2017年6月1日 第22号

 キンダー・モーガン社が手掛けるアルバータ州からブリティッシュ・コロンビア州までのトランスマウンテン・パイプライン拡張工事計画が先行き不透明な状況になりつつある。

 5月30日、BC州では5月9日に実施された州議会議員選挙最終結果を受け、新民主党(NDP)とグリーン党が主要政策で協力する合意文書に署名。これで議会での議席数が両党合わせて44議席と過半数となり、43議席の自由党を上回るためNDP・グリーン党政権が実現する可能性が濃厚となった。両党の主要政策のひとつが、トランスマウンテン・パイプライン拡張工事計画の停止。

 同社は偶然にも同日にトロント株式市場に17ドルでIPO(新規株式公開)した。株式は当初予想された20ドルを大きく下回り、一時は15・75ドルまで落ち込んだ。BC州選挙結果による政治動向が影響したとみられている。

 同計画は、アルバータ州エドモントン近郊からBC州バーナビー市までオイルサンドを運ぶ既存パイプラインを拡張する工事で、完成すれば輸送量は、1日当たり89万バレル、現在の約3倍となる。国内で計画されているオイルサンド輸送パイプライン大型事業の一つ。総事業費は74億米ドル。バーナビー市まで運ばれたオイルサンドはタンカーでアジア市場へと輸出される。タンカー数は現在の7倍になると試算されている。

 すでにジャスティン・トルドー連邦自由党政権は計画を承認。続いてBC州クリスティ・クラーク州首相も承認し、今年9月には工事が着工されることが決定している。

 しかし、この計画は当初から反対する声が強く、州選挙では争点のひとつだった。すでに承認した自由党と、反対する野党NDP、グリーン党。反対派は、環境保護団体や関係する地域の先住民族と周辺地域住民、さらに、バンクーバー市グレゴール・ロバートソン市長やバーナビー市デレク・コリガン市長も反対を強く主張している。

 グリーン党アンドリュー・ウィーバー党首は、この日の記者会見で、天然資源産業のような20世紀の産物で経済を盛り立てることを理由に、存在するか分からない海外市場のためにパイプラインを建設するのは納得がいかない、他の方法で経済発展すべきだし、アルバータ州もそろそろ考え直した方がいいと語った。

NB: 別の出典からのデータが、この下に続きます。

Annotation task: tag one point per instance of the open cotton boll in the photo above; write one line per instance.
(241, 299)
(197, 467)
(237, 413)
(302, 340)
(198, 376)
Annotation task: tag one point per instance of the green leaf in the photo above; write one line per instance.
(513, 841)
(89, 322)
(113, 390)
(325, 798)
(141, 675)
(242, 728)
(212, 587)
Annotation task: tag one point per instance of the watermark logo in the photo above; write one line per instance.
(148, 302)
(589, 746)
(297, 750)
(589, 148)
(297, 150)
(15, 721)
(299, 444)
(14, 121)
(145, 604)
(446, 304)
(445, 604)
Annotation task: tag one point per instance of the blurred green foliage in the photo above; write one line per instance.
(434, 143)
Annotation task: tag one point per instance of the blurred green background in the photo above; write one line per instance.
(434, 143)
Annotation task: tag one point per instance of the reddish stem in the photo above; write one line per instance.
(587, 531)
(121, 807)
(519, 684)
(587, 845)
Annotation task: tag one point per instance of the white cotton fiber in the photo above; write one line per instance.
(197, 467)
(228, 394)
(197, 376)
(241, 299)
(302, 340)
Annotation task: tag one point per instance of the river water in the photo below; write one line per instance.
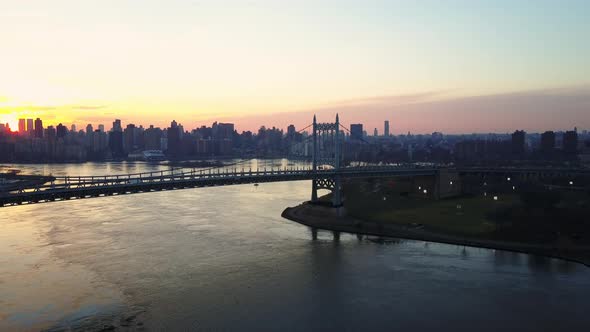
(222, 258)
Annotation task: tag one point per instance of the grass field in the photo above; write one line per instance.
(463, 215)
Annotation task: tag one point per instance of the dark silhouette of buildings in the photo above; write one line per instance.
(548, 142)
(570, 142)
(356, 131)
(518, 143)
(38, 128)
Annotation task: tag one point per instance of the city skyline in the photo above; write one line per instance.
(495, 70)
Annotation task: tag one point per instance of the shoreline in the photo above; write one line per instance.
(324, 218)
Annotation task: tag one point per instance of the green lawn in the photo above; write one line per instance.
(442, 215)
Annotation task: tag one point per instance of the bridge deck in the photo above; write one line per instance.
(68, 188)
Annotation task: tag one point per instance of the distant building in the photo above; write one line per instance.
(61, 131)
(356, 131)
(22, 126)
(117, 125)
(116, 143)
(547, 141)
(30, 127)
(173, 133)
(38, 128)
(570, 142)
(518, 142)
(51, 133)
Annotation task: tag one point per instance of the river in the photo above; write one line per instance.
(222, 258)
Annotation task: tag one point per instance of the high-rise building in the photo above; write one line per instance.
(38, 128)
(173, 139)
(61, 131)
(116, 143)
(30, 127)
(548, 141)
(518, 142)
(51, 133)
(22, 126)
(356, 131)
(570, 142)
(117, 125)
(129, 138)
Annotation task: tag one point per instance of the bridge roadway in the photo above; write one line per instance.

 アルバータ州NDPレイチェル・ノッテリー州首相は同日、連邦政府が承認した国家プロジェクトを州政府が中止にはできないと記者団に語り、カナダ全体、アルバータ州の経済のため、さらにはBC州経済のためにも計画は実行されるべきと主張した。

 ジャスティン・トルドー首相は訪問先のイタリアで記者の質問に答え、「自由党政権の決定は、事実と証拠に基づくものであって、カナダ国民全体の利益を考慮したもの。BC州だけでなく、どの州でも事実と証拠は変更されない」と計画を見直す予定がないことを示唆した。

 この日の国会では、この件について野党からの追及があった。5月27日に新党首に選ばれたばかりの保守党アンドリュー・シェア党首は、BC州選挙結果が国益に悪影響を与える時に自由党政権は推進力が足りないと批判。BC州への説得を強めるべきと語った。